Tu le sais bien ! il est, sous le chaume et dans l’herbe,
Des fleurs et des vertus sans nom chez les humains,
Mais qu’à l’égal du chêne et du laurier superbe
Dieu chérit dans son cœur et pèse dans ses mains.

Il est, près du foyer, des travaux magnanimes,
Des luttes corps à corps avec la passion,
D’invisibles combats, des victoires intimes,
Assez beaux pour suffire à tes ambitions.

Pour la foule, à grand bruit, l’héroïsme étincelle ;
Mais, dans un humble effort, le cœur pur et constant.
Le flambeau du manoir qui luit dans la chapelle
Éclipse devant Dieu ces clartés d’un instant.

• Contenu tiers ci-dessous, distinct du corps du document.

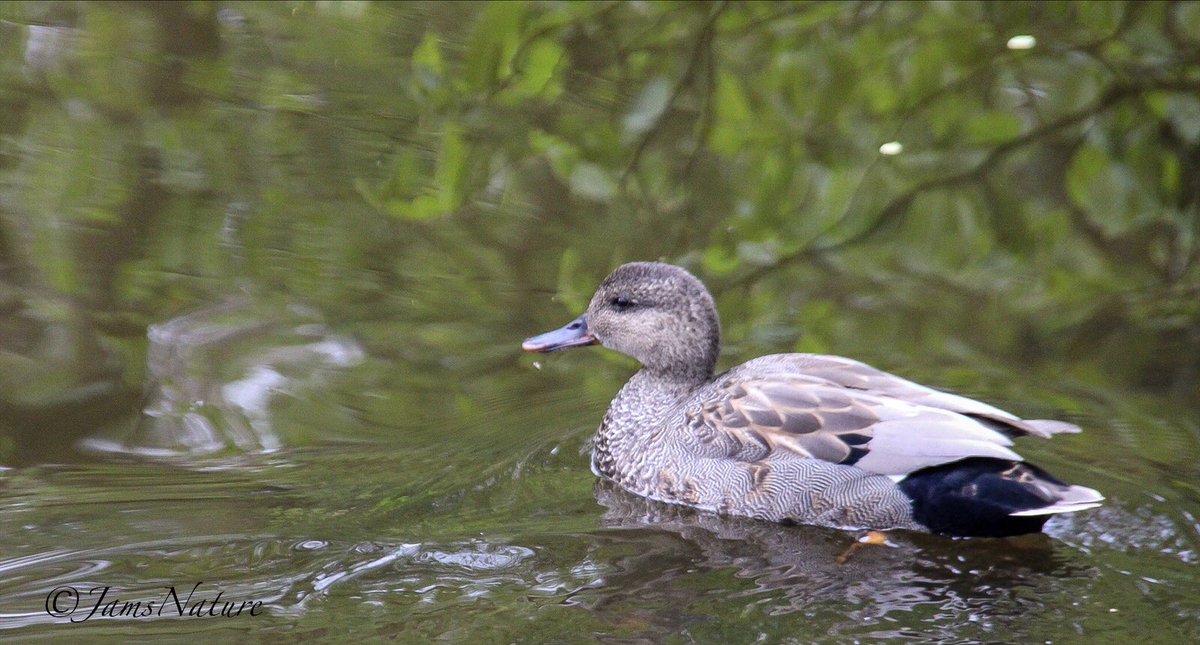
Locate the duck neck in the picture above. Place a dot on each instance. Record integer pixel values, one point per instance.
(634, 419)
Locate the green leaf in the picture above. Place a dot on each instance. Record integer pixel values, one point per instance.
(993, 127)
(648, 107)
(592, 181)
(451, 170)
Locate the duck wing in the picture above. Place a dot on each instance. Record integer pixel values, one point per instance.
(857, 375)
(813, 416)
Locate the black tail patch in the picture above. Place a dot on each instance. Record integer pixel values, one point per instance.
(976, 496)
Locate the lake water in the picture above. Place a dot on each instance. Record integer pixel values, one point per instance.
(288, 408)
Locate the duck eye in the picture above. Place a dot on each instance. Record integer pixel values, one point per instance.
(622, 303)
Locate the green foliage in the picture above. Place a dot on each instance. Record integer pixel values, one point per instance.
(337, 151)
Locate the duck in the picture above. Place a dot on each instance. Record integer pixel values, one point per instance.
(798, 438)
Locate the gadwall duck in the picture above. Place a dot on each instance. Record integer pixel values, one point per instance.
(798, 438)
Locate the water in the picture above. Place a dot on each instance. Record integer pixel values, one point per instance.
(229, 378)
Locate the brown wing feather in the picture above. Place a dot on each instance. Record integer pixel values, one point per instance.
(795, 414)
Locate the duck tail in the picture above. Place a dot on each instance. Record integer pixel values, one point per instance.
(991, 498)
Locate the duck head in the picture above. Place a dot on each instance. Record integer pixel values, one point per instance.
(658, 313)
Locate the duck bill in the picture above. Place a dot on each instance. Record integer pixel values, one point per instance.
(575, 335)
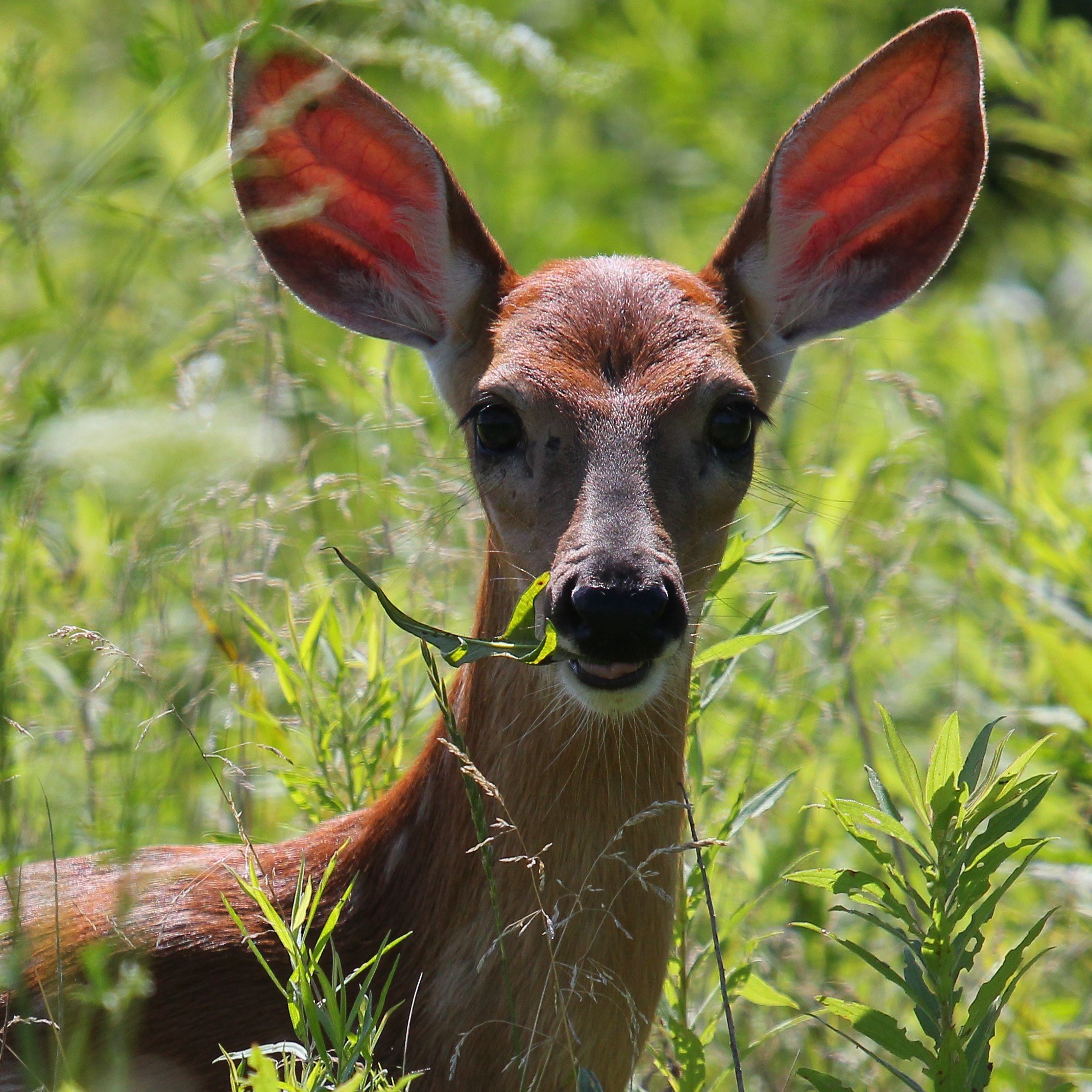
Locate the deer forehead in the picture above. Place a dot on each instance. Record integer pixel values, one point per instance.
(608, 338)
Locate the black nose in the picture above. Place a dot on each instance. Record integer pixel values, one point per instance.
(619, 622)
(618, 606)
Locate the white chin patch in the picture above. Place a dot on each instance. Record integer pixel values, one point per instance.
(614, 702)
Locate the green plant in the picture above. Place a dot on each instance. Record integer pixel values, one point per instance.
(934, 892)
(336, 1028)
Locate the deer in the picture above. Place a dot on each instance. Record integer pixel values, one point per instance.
(611, 407)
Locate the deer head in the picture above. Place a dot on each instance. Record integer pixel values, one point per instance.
(611, 404)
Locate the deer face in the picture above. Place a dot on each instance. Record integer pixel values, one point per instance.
(612, 437)
(611, 404)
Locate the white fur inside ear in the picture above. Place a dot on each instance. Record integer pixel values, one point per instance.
(770, 356)
(462, 289)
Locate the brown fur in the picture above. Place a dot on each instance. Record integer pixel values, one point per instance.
(616, 370)
(565, 783)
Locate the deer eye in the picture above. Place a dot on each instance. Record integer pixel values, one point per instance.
(497, 430)
(731, 429)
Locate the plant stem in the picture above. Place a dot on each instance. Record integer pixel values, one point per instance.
(482, 830)
(717, 943)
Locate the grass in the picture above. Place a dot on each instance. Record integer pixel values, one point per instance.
(179, 442)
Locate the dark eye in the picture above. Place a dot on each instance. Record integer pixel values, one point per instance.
(497, 429)
(731, 429)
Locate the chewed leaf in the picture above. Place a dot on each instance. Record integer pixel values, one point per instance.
(761, 993)
(905, 764)
(822, 1082)
(466, 650)
(972, 768)
(883, 796)
(947, 759)
(523, 616)
(881, 1028)
(759, 803)
(778, 555)
(730, 565)
(735, 646)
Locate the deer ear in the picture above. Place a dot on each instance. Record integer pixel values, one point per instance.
(356, 211)
(863, 200)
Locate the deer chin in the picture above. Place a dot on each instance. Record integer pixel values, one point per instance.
(614, 689)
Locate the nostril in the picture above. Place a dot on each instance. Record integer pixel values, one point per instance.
(619, 605)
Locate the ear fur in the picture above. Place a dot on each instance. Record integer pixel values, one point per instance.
(863, 200)
(355, 210)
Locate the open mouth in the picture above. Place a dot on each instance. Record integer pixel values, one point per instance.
(616, 676)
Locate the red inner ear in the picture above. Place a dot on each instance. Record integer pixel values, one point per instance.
(345, 198)
(886, 168)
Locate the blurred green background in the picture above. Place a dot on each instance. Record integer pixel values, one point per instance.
(177, 437)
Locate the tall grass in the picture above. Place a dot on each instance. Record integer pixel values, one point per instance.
(176, 437)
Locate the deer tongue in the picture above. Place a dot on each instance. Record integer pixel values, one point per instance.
(615, 671)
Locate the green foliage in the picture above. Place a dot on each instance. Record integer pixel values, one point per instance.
(934, 893)
(353, 706)
(176, 431)
(335, 1027)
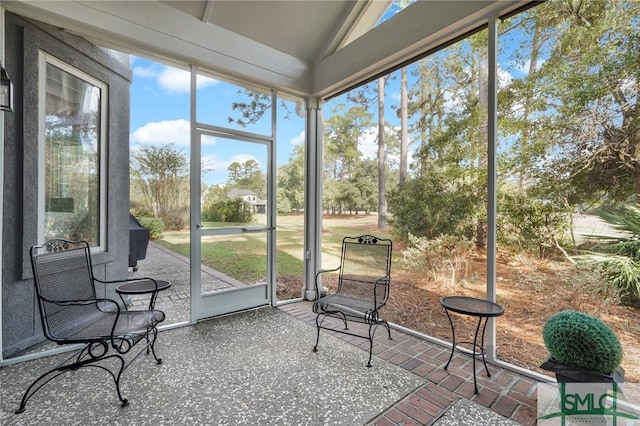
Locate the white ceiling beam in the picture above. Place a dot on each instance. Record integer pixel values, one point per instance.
(422, 26)
(361, 18)
(208, 11)
(156, 28)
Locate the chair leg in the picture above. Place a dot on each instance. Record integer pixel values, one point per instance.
(40, 382)
(386, 325)
(315, 348)
(372, 332)
(152, 344)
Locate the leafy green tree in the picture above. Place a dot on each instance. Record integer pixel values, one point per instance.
(247, 175)
(341, 154)
(291, 182)
(581, 138)
(617, 258)
(161, 174)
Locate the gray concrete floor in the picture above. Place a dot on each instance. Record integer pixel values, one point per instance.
(250, 368)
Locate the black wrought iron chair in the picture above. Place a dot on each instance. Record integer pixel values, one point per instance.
(364, 277)
(71, 313)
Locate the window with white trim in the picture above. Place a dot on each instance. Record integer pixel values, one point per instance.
(72, 154)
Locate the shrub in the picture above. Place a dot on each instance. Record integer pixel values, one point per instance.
(235, 210)
(432, 205)
(617, 258)
(156, 226)
(528, 225)
(446, 252)
(174, 219)
(583, 341)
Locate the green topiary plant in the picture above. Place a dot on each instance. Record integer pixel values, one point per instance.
(583, 341)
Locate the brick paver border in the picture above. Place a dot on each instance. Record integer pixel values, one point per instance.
(507, 393)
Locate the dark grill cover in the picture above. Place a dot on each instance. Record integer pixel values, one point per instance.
(138, 241)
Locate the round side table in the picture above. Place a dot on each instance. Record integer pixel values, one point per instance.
(471, 306)
(143, 286)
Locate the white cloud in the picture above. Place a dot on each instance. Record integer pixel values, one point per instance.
(144, 72)
(368, 143)
(175, 80)
(162, 133)
(241, 158)
(298, 140)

Sans faire au mal du siècle une guerre inféconde,
Où de plus fiers que toi subissent le vainqueur,
Reste armé de ce glaive impuissant sur le monde
Pour frapper sur toi-même et régner sur ion cœur.

Pourquoi rêver d’atteindre à ces gloires banales,
Et d’allumer ta lampe à leurs lointains soleils ?
Tu portes dans ton cœur de plus sûres annales,
Et tes chers souvenirs sont tes meilleurs conseils.